According to a 2019 article by the Scientific American, western Canada’s glaciers have been melting five times faster than they did in 2000.
Since 2000, the glaciers in the western part of this continent have already lost an estimated 117 billion tons of ice.
It does not even include the ones lost by those glaciers in Alaska.
If ever sea levels will just rise by 1.5 meters (5 feet) because of the continuous melting of glaciers, some 226 million people across the globe will drown.
That’s based on the data published in February 2022 by The Swiftest, a San Francisco-based site that makes insurance industry research.
It added that the 135-meter-high London Eye, an observation wheel and a popular tourist attraction near the River Thames, will be completely submerged.
According to the World Wildlife Fund (WWF), it’s like a domino effect. When glaciers melt, the sea levels rise. When they rise, they can cause coastal erosion.
The WWF added:
Ninety-five percent of the oldest and thickest ice in the Arctic is already gone.
Moreover, storm surge, typhoons, and hurricanes can become even stronger (and therefore can wreak more havoc).
As Time reported in May 2022, Hurricane Ida (August 26-September 4, 2021) caused damages amounting to over $75 billion. In Venezuela, 107 died.
Can the full-blown effects of glacial melting on humans be experienced with such a little warning, too?
The site Earth Reminder suggests the following simple course of actions:
1. Conserve electricity. It could be as basic as turning off the lights and electric appliances when they’re not in use (better unplug them, too).
2. Conserve water. Fix leaking faucets immediately. Avoid using a hose when washing your car.

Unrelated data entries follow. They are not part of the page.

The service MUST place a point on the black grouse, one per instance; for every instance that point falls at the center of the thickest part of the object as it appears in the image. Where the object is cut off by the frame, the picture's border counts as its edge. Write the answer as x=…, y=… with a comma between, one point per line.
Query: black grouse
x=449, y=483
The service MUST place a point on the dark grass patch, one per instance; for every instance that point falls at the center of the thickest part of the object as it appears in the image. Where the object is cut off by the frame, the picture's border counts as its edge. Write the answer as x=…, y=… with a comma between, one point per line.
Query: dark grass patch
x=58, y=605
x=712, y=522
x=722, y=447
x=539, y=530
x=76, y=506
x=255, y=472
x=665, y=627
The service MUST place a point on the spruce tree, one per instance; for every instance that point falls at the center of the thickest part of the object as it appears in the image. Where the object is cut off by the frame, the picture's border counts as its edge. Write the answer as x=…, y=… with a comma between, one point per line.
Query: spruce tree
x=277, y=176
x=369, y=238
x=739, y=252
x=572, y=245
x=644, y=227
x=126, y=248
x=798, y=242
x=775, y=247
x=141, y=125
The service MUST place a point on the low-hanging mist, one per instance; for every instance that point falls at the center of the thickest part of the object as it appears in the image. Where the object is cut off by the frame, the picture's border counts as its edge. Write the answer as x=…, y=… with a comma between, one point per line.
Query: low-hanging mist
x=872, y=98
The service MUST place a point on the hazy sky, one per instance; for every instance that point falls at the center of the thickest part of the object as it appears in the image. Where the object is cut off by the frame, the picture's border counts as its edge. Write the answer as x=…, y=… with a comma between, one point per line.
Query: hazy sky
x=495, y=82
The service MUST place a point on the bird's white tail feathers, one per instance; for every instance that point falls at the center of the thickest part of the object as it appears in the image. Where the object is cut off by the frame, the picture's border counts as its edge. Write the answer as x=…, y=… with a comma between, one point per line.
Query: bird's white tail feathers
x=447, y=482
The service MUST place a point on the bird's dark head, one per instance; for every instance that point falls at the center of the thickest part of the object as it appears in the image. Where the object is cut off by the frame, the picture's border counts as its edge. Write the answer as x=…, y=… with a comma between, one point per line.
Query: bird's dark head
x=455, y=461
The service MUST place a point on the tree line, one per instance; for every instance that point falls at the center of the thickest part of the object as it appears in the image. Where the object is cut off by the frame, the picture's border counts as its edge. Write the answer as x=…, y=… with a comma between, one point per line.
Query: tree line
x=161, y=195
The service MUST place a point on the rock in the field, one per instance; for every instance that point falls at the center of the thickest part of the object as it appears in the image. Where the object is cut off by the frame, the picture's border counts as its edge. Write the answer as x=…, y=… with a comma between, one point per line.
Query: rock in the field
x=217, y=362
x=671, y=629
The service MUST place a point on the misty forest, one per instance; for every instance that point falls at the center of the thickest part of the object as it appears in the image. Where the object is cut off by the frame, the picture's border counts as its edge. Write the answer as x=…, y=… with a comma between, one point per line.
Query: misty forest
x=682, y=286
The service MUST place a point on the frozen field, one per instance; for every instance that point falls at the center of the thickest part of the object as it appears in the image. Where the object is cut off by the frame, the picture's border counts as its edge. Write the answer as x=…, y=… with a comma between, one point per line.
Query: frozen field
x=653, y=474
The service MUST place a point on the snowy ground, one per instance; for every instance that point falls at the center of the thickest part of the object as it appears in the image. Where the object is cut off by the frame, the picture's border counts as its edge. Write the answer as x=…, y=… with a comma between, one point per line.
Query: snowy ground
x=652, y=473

3. Use public transportation, go biking, or walk whenever possible.
4. Plant trees. Grow vegetables in your garden.
5. Avoid using plastic utensils, cups, bags, etc.
According to a Time article published in May 2022, they’re melting because of greenhouse gas emissions.
Geologist Reed Scherer told Discovery Magazine that some global climate models estimated that it could take 500 years for all the ice sheets in the Antarctic to melt.
And, if such a tragedy of colossal proportions ever happens, the sea levels across the world could increase up to 20 feet.
According to The Swiftest, that could happen to cities in 36 countries. The data, however, didn’t mention what year the cities could be underwater.
The first ten cities that could go underwater based on their population size are:
- Tokyo, Japan
- Mumbai, India
- New York City, USA
- Osaka, Japan
- Istanbul, Turkey
- Kolkata, India
- Bangkok, Thailand
- Jakarta, Indonesia
- London, U.K.
- Dhaka, Bangladesh
It seems the bigger the glaciers are, the bigger the probable problems are.
But they don’t melt faster than they’re supposed to be because of purely natural occurrences.
Humans need to temper their needs and be more cautious with their actions, particularly those that directly impact the environment.
As glaciers melt, mankind - God forbid - could all someday drown in misery, literally and figuratively speaking.